Kyle Wood is a fellowship-trained endourologist and Assistant Professor at the University of Alabama at Birmingham (UAB). Dr. Wood was an AUA research scholar and now is an NIH-funded K08 grant scholar conducting kidney stone research with a special interest in oxalate metabolism and kidney stone disease. Dr. Wood graduated from Brown University with honors, attended medical school at the University of Massachusetts, did his residency at Wake Forest University, and his fellowship at UAB.

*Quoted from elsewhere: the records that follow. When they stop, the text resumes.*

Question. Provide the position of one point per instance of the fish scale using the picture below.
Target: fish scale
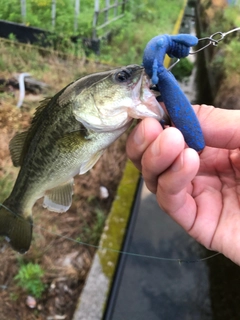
(68, 134)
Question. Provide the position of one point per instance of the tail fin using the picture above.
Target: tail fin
(16, 228)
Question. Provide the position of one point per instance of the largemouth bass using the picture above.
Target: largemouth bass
(68, 134)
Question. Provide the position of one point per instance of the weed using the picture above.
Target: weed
(29, 278)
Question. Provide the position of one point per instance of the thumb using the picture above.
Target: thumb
(221, 127)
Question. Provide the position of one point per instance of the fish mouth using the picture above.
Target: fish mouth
(147, 105)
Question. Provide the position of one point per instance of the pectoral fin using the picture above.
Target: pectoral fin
(59, 199)
(16, 148)
(87, 165)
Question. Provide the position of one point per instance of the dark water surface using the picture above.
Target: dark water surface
(156, 289)
(153, 289)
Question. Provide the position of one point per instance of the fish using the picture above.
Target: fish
(67, 135)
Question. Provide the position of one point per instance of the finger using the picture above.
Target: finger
(173, 189)
(160, 155)
(140, 138)
(220, 127)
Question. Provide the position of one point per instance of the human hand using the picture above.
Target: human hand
(200, 192)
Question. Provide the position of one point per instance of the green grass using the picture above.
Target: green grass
(29, 278)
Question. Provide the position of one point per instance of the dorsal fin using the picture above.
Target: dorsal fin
(16, 148)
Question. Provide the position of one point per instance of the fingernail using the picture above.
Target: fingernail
(155, 148)
(138, 136)
(178, 163)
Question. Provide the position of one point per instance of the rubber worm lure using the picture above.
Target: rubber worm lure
(178, 107)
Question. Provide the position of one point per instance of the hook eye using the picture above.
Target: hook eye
(216, 37)
(211, 42)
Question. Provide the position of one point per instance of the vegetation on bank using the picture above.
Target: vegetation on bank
(42, 273)
(128, 36)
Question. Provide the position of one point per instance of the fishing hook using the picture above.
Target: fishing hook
(214, 39)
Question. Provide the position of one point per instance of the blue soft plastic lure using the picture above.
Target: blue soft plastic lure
(178, 107)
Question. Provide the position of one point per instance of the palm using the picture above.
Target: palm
(216, 192)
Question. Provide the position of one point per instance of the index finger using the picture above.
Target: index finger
(221, 127)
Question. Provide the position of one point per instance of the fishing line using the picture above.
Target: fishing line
(138, 255)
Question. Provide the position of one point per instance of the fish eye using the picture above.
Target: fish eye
(122, 76)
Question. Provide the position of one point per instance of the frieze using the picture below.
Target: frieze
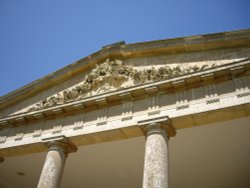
(112, 75)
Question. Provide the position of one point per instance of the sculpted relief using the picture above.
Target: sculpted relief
(113, 75)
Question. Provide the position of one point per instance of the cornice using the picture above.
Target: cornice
(234, 39)
(214, 75)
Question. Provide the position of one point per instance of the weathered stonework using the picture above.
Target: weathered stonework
(113, 75)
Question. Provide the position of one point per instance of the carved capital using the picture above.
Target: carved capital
(60, 143)
(158, 126)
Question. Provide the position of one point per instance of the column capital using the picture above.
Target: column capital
(156, 128)
(158, 125)
(60, 143)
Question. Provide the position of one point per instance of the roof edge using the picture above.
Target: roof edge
(193, 43)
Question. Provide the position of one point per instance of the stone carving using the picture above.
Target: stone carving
(113, 75)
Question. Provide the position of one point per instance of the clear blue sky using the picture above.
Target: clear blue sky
(39, 37)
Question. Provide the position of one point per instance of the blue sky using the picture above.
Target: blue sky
(42, 36)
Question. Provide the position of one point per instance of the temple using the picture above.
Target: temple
(168, 113)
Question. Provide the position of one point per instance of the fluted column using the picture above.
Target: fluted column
(156, 156)
(52, 172)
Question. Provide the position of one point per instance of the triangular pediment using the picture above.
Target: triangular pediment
(113, 75)
(123, 66)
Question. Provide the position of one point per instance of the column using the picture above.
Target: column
(52, 172)
(156, 156)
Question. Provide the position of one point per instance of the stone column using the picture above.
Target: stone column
(156, 156)
(52, 172)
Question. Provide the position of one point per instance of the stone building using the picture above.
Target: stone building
(169, 113)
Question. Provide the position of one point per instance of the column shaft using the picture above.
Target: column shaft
(156, 158)
(52, 171)
(53, 168)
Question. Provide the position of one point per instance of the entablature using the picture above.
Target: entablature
(210, 76)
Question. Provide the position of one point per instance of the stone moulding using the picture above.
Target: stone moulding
(113, 75)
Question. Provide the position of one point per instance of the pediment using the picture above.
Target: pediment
(113, 75)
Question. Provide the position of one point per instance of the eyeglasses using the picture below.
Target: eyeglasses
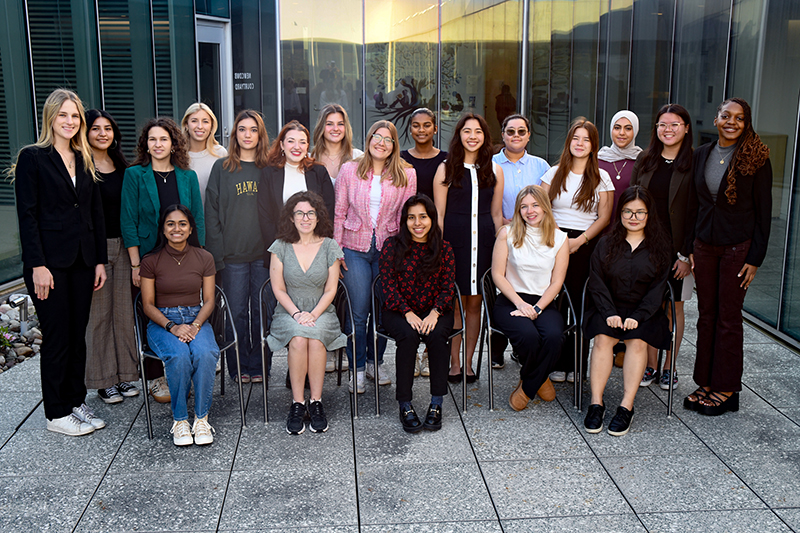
(300, 215)
(664, 126)
(378, 138)
(522, 132)
(627, 214)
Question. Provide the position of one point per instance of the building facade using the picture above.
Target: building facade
(552, 60)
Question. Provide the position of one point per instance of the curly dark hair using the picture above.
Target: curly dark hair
(402, 241)
(287, 231)
(454, 166)
(750, 153)
(655, 237)
(179, 156)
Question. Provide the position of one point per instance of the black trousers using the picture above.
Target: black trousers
(63, 318)
(407, 340)
(537, 342)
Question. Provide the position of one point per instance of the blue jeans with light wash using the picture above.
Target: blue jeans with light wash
(242, 284)
(362, 269)
(186, 362)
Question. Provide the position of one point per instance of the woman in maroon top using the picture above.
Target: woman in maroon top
(417, 270)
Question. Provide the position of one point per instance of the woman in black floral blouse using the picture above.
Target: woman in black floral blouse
(418, 274)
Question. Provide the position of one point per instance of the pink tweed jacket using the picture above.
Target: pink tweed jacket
(352, 226)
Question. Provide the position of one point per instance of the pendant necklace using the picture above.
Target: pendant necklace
(619, 171)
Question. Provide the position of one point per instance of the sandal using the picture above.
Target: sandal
(692, 405)
(720, 403)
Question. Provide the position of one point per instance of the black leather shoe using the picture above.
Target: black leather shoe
(594, 418)
(410, 420)
(433, 420)
(621, 422)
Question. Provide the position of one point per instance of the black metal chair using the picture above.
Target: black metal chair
(490, 298)
(378, 331)
(218, 320)
(669, 297)
(344, 312)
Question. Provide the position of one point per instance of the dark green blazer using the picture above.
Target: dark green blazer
(141, 206)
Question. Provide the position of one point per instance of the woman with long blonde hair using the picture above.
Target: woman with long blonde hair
(63, 238)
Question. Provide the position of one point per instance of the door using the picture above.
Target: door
(215, 72)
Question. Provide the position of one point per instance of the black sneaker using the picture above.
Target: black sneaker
(110, 395)
(621, 422)
(319, 424)
(295, 424)
(594, 418)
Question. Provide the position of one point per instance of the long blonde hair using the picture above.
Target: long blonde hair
(394, 163)
(547, 225)
(79, 141)
(211, 142)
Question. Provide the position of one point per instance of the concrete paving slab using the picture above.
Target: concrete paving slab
(686, 483)
(166, 501)
(427, 493)
(541, 488)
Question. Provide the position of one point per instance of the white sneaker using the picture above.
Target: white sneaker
(383, 378)
(203, 432)
(181, 433)
(69, 425)
(159, 390)
(85, 414)
(360, 383)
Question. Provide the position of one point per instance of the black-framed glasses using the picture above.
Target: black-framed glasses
(628, 214)
(300, 215)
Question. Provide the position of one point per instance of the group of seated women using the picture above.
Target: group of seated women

Dean G. Assimos, MD, is Professor and Chair of the University of Alabama at Birmingham (UAB) Department of Urology. His career focus has been the management of patients afflicted with kidney stones. His research has helped define the impact of dietary oxalate on urinary oxalate excretion, mechanisms of endogenous oxalate synthesis, gastrointestinal and renal oxalate handling, and the influence of the fecal microbiome in the development of kidney stones. He is currently conducting research on the relationships of obesity and calcium oxalate kidney stone formation and is the PI of two currently funded NIH grants pertaining to this subject. Dr. Assimos is the former Chair of the American Urological Association kidney stone guidelines committee.

Ross Holmes is a Professor in the Department of Urology, University of Alabama at Birmingham. He received his PhD from the Australian National University and was previously on the faculty at Wake Forest University for 25 years. His research interest centers on identifying factors influencing dietary oxalate absorption and their influence on urinary oxalate excretion and calcium oxalate kidney stone formation. O. formigenes is a key component in this process.

Lama Nazzal is an Assistant Professor in the Department of Nephrology at New York University (NYU). She received her MD from the American University of Beirut and was trained in nephrology at New York University. She is a translational researcher focusing on the effect of the gut microbiome on kidney diseases and particularly nephrolithiasis. She uses next-generation sequencing methods to understand microbial oxalate metabolism in the human gut in health and disease conditions. She was the recipient of the Rare Kidney Stone Consortium pilot and training grant and was the first recipient of the Oxalosis and Hyperoxaluria Foundation-American Society of Nephrology career development award.

Marguerite Hatch received her undergraduate and graduate education in Dublin, Ireland, where her Ph.D., entitled The Pathophysiology of Calcium Oxalate Kidney Stone Disease, was awarded by Trinity College Dublin. She did two post-doctoral fellowships at the University of Arizona and at the Harvard School of Medicine in the Department of Physiology and Biophysics. Her first faculty appointment was at Louisiana State University and she then worked at SUNY-Downstate in NYC, University of California at Irvine, and Northwestern University in Chicago. Currently she is a tenured Professor at the University of Florida. She has been working in the field of kidney stone disease for 45 years, with a start in tackling oxalate methodology of biological fluids and then, for the last few decades, with a concentration on intestinal oxalate transport and the role of Oxalobacter in reducing urinary excretion of this stone-forming compound.

John Knight received his PhD in Physiology at the University of Newcastle-upon-Tyne, United Kingdom. He was an Assistant Professor in the Department of Urology at Wake Forest University Health Sciences, and currently is an Associate Professor in the Department of Urology at the University of Alabama at Birmingham. His research over the last 17 years has focused on investigating novel strategies to reduce the risk of calcium oxalate kidney stone disease. A large component of his current research is to increase our understanding of endogenous oxalate synthesis and potential approaches to reduce this metabolism, and to examine whether colonization of the gut with the specialist oxalate-degrading bacterium Oxalobacter formigenes results in lower urinary oxalate excretion.